Even Urban planning, an issue that is as solidly grounded as it is possible to be, has become a frontier for culture wars. In the Bay Area, where I grew up, wealthy tech worker transplants have staged a kind of culture war battle against the supposedly NIMBY hippie Marxists of the older generation. Housing, bike lanes, public transportation, all concrete and pressing crises for ordinary people, are alchemized into a massive conspiracy theory about some kind of snobby, leftwing ideology which makes people hate developers. For example, someone who lives near my parents, who works for Google Maps, is this kind of person. He is a homeowner, invested in the kind of forensic surveillance technology and algorithmic living that Maps encourages. He is clearly not particularly a victim of the housing crisis. And yet the language of grievance he adopts is similar to how I might speak about my landlady, who refuses to repair my roof. If I see her as exploiting me, stealing my wages ostensibly to maintain her decrepit property, this type of culture war thinking transforms my suspicion of new development and hatred of landlords in general into a kind of exploitation of the poor. The unfettered market leads to progress, so the argument goes.

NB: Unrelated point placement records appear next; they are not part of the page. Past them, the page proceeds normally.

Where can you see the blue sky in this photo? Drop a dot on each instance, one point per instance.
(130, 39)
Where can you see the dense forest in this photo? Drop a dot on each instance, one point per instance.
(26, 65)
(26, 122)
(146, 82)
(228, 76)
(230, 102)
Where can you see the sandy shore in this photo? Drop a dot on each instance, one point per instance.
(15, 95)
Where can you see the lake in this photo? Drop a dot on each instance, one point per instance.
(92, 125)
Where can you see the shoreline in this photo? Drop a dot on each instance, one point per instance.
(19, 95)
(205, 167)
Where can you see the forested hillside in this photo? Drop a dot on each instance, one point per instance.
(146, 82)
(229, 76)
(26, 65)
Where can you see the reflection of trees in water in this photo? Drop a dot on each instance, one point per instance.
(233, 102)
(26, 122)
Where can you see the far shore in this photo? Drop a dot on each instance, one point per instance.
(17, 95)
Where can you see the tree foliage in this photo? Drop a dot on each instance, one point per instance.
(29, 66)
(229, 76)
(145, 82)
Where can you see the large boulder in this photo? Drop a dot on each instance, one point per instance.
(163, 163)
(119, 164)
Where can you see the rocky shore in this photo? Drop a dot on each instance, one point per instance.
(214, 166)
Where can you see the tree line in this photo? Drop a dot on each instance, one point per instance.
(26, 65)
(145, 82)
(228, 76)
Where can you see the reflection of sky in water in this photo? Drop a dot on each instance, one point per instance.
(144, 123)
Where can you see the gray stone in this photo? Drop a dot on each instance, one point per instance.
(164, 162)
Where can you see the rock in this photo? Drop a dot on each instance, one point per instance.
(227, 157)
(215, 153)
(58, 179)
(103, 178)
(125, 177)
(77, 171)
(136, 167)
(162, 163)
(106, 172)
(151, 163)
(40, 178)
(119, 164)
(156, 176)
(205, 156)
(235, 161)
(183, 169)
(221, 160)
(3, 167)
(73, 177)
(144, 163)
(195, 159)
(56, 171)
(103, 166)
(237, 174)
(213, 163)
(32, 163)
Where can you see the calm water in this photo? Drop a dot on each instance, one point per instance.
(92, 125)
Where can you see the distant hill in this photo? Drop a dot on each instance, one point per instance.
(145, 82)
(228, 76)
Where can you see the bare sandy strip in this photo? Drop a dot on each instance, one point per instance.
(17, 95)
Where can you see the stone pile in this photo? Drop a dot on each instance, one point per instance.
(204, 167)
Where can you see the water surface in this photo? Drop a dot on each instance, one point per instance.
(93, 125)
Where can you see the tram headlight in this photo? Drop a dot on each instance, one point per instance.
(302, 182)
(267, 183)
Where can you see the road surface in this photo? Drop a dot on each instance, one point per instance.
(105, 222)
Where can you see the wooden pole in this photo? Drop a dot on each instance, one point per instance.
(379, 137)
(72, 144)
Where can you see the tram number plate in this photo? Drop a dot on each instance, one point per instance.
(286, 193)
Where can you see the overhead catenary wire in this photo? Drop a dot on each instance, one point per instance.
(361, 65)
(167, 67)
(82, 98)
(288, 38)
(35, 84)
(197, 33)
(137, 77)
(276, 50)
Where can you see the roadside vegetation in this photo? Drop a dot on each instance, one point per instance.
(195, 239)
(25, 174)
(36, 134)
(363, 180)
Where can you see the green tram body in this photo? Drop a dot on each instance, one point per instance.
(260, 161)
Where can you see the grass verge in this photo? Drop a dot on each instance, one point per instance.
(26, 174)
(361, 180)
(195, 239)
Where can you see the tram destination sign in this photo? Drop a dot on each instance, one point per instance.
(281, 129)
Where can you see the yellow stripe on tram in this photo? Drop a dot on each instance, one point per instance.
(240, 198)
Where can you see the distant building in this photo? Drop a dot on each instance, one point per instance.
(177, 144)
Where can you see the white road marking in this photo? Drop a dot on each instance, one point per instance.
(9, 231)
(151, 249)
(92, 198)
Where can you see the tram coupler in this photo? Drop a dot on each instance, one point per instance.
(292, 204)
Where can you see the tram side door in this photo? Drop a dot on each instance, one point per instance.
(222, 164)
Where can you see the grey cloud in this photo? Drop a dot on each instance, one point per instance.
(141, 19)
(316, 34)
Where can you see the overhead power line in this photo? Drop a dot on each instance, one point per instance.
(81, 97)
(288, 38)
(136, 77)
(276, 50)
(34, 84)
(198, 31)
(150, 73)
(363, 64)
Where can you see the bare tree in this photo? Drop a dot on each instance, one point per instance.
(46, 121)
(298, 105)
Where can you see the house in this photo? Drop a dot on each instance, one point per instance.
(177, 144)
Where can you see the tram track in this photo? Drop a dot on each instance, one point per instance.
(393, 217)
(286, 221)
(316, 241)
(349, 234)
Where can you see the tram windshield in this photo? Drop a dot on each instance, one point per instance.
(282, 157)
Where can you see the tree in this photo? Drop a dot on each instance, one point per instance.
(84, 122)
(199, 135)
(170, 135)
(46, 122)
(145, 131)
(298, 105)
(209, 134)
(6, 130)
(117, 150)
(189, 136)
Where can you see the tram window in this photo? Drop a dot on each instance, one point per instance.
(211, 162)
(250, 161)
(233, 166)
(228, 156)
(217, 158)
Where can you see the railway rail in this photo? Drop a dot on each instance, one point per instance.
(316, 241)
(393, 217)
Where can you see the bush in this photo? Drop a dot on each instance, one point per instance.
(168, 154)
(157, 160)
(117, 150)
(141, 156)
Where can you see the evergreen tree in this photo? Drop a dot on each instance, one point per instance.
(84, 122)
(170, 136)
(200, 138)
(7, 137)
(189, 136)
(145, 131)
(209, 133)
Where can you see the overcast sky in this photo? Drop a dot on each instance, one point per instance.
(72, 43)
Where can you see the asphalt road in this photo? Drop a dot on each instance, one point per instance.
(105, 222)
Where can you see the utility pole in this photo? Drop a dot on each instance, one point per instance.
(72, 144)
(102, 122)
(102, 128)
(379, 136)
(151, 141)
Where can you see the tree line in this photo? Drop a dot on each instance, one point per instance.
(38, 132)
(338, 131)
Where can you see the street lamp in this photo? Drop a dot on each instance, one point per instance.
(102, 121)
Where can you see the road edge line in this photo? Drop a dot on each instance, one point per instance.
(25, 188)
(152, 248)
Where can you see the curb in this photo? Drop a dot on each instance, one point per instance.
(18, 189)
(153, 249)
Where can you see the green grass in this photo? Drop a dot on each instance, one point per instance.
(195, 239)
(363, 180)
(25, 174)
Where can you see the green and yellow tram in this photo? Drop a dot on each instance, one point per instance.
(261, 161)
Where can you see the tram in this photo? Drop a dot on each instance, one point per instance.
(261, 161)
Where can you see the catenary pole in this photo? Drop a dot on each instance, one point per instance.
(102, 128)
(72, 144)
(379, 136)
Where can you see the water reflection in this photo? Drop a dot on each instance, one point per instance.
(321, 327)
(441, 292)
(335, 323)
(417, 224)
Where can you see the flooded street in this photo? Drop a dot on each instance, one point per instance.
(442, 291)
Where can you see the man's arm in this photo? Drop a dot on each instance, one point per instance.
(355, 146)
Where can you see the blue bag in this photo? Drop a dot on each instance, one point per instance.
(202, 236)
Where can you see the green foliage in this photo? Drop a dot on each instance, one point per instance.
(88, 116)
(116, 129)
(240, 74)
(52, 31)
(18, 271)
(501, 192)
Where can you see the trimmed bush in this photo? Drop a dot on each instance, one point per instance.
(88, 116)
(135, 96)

There is clearly a kind of existential war at play here. Our cities, as David Harvey writes, “increasingly become cities of fortified fragments, of gated communities and privatized public spaces kept under constant surveillance.” But the conflict is, as Harvey identifies, a class conflict, between those who benefit from this kind of atomized landscape (developers, hedge funds, politicians) and those who do not (tenants, poor people, and so on). The unique gift of the culture wars is that it makes it possible to argue the exact reverse of this power dynamic. There are many other examples of this. Book publishing, an incredibly conservative and opportunistic industry that frequently publishes bestselling books by politicians and other types of war criminals, is frequently accused of being incredibly “woke.” So is Hollywood, the violent producers of Marvel movies and other war propaganda. So is Yale, which churns out powerful lawmakers, including Clarence Thomas, Neil Gorsuch, Samuel Alito, Brett Kavanaugh.
It is often “highbrow” media then that successfully converts basic and widely understood economic dynamics into vague, pernicious, and complicated ideas designed to trip up, confuse, and ultimately strip away radicalism. These then trickle down into mainstream media: The New York Post, Colleen Hoover, Barbie, this Chipotle ad that a friend sent me with a note saying “this is you.”
I have a short story up on Hobart that I have (hopefully) successfully convinced my mother not to read. Hobart is controversial precisely for propagating the culture wars, but it also seems like a fitting byline for my first weeks out of the publishing industry. It’s like when ex-Disney stars do really edgy performances to prove they’re different now. No one is fooled by it, but our culture has a short memory.
My friend got into a fight with someone once who called her “middlebrow.” Somehow more insulting than lowbrow or highbrow (which can both be insults). I’m leaning middlebrow right now, though, I think. I’m looking for a simple life. Simple pleasures. “One wondering thought pollutes the day,” writes Mary Shelley in Frankenstein.